Curriculum learning, where difficulty scales with agent performance, yields significantly better final models than training on uniform difficulty distributions.
A 'difficulty cliff' exists: performance drops sharply as task complexity increases (e.g., graph size, code length), revealing that current models often rely on shallow pattern matching rather than robust reasoning.

📚 Prerequisite Knowledge

Prerequisites

Reinforcement Learning (specifically PPO/GRPO)
Procedural Generation
Large Language Models (LLMs)
Reasoning Benchmarks (MATH, GSM8K)

Key Terms

RLVR: Reinforcement Learning with Verifiable Rewards—using objective, programmatic feedback (correct/incorrect) to train models, typically for math or code, rather than human preference labels.

Procedural Generation: Algorithmic creation of data where content is generated automatically based on parameters rather than manually authored.
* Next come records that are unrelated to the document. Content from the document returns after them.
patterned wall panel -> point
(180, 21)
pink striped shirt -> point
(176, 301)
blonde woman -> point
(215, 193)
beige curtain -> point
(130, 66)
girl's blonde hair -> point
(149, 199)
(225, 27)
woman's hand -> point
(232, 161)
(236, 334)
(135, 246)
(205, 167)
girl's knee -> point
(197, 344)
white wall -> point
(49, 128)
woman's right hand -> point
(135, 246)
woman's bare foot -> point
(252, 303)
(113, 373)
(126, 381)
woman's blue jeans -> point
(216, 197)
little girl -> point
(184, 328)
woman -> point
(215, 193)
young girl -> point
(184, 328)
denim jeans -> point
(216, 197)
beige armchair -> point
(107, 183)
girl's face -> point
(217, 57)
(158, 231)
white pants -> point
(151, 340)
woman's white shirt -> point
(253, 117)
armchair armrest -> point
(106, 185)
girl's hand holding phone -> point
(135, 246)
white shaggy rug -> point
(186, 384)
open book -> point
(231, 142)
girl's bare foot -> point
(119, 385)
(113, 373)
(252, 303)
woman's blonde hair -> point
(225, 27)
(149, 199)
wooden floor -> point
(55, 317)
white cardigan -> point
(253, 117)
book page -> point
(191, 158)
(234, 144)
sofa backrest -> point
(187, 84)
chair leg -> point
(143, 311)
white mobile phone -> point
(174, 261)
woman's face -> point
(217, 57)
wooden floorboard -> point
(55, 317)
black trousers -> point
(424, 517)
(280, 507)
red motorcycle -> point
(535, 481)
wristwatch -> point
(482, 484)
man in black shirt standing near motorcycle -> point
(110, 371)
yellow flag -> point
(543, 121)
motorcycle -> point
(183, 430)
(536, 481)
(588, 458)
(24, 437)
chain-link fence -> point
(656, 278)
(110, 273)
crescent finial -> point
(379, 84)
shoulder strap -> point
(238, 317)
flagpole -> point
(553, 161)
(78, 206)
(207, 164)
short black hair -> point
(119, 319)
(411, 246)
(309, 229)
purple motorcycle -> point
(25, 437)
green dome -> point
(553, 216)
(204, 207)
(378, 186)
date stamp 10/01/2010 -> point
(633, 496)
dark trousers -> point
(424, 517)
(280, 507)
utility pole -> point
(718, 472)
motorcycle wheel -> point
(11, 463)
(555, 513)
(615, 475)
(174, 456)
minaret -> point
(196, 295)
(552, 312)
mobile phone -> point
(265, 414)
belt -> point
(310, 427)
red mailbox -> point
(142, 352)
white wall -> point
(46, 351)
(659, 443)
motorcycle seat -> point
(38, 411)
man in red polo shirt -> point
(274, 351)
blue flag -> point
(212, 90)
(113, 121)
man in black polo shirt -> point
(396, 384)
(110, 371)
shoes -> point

GRPO: Group Relative Policy Optimization—a reinforcement learning algorithm that optimizes a policy based on the relative performance of a group of outputs for the same input.

Zero-shot: Evaluating a model's performance on a task without providing any specific examples of that task in the prompt.

Curriculum Learning: Training strategy where the difficulty of tasks increases progressively as the model improves, rather than random sampling.

ARC: Abstraction and Reasoning Corpus—a benchmark requiring the solution of visual logic puzzles, often challenging for text-only models.

Outcome-based feedback: Reward signals based solely on whether the final answer is correct, without evaluating the intermediate reasoning steps.

GSM8K: A benchmark of grade-school math word problems.

MMLU-Pro: A massive multitask benchmark covering diverse academic and professional subjects.